I agree that people should be extremely careful when using terms like "improvements" or "advancements" to describe new styles, since I agree with tdc's view that:



tdc said:


> The knowledge is to a degree cumulative. Though certainly some things are lost, such as the original underlying reasons for many voice leading rules, the fact we don't know how performances sounded in the pre-recording age etc.
> The compositional process will always be reductionist, it is unavoidable. Rules will contradict each other and will not be compatible. Even if one attempts to do a bit of everything by being a 'polystylist', by literally being cumulative in the process they will cancel out the aesthetic of all of the original styles.
> Each new musical style is as much a reaction against the previous style as it is an outgrowth of it.


After Gesualdo, Bach, Mozart, there were the Romantics with interesting chromaticism, notably Chopin, Wagner. They may have been inspired by Mozart, (and Bach), but I don't find Mozart's exact kind of winding chromaticism in their work. They may use more modulations to distantly-related keys with mediants, (and moments of tonal ambiguities, in the case of Wagner), but Mozart's intricate sense of balancing diatonicism and chromaticism, and his craftsmanship in subtly using non-harmonic tones in voice-leading are something entirely individual from the Romantics' ways. Even in terms of chromaticism, they went in another direction, and did not necessarily "improve" Mozart's way of expression. Similarly, Mozart did not "improve" Bach, he went in another direction from Bach. They're all interesting in their own respective ways.










"Stylistically Spohr's and Beethoven's development as composers took them in diametrically opposite directions. The op. 18 quartets are the point at which they were closest, but from there their paths diverged. Beethoven moved away from the chromaticism of late Mozart towards a broader harmonic style" (Louis Spohr: A Critical Biography, By Clive Brown, Page 99)


----------



## BrahmsWasAGreatMelodist (Jan 13, 2019)

I've always found the use of harmony in this work really interesting:


----------



## Allegro Con Brio (Jan 3, 2020)

BrahmsWasAGreatMelodist said:


> I've always found the use of harmony in this work really interesting:
> [video]
> 
> 
> ...


"Cannot open because the page's address is not valid"

The first movement fugue of Bartok's Music for Strings, Percussion, and Celesta is what I thought of first with the OP. Very Bachian in the way the lines subtly dialogue with each other and patiently build to a climax. Superficially at least, there is also Berg's violin concerto with the intricate chorale variations and Sofia Gubaidulina's mind-blowing uber-modernist piece: _Offertorium_ for violin and orchestra, which is essentially a Webernian deconstruction of the king's theme from the _Musical Offering_. What I love about both those pieces is that they show how radically and richly chromatic some of Bach's music was.


----------



## Ariasexta (Jul 3, 2010)

JS Bach is only innovative in some technical senses, but theoretically and aesthetically he was highly retrospective toward his older teachers like Johann Christoph Bach(1642-1703) and Dietrich Buxtehude.Even in his keyboard music, you still can taste the Stylus Phantasticus which means elaborate style of counterpoint. I can not tell which pieces are Bachian discretely, so let me describe the composers in general instead.

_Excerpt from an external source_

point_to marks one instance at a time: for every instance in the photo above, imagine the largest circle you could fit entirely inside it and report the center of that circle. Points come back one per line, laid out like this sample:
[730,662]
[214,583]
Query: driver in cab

Georg Philipp Telemann was similar to JS Bach in melodic style but less elaborate in counterpoint writing, still a highly enjoyable composer. Jean Philippe Rameau is also a giant of similar calibur in many senses, only his main field of creation is the opera.

Religious vocal pieces similar to JS Bach? We must not forget Gottfried Heinrich Stolzel(1690-1749), his cantatas are also of the highest calibur, almost sounds like Bachs cousins, however, I just love JS Bach when he writes some lengthy cantatas, while many of his contemporaries writes shorter ones, so does GH Stolzel.


----------



## consuono (Mar 27, 2020)

Allegro Con Brio said:


> "Cannot open because the page's address is not valid"
> 
> The first movement fugue of Bartok's Music for Strings, Percussion, and Celesta is what I thought of first with the OP. Very Bachian in the way the lines subtly dialogue with each other and patiently build to a climax. Superficially at least, there is also Berg's violin concerto with the intricate chorale variations and Sofia Gubaidulina's mind-blowing uber-modernist piece: _Offertorium_ for violin and orchestra, which is essentially a Webernian deconstruction of the king's theme from the _Musical Offering_. What I love about both those pieces is that they show how radically and richly chromatic some of Bach's music was.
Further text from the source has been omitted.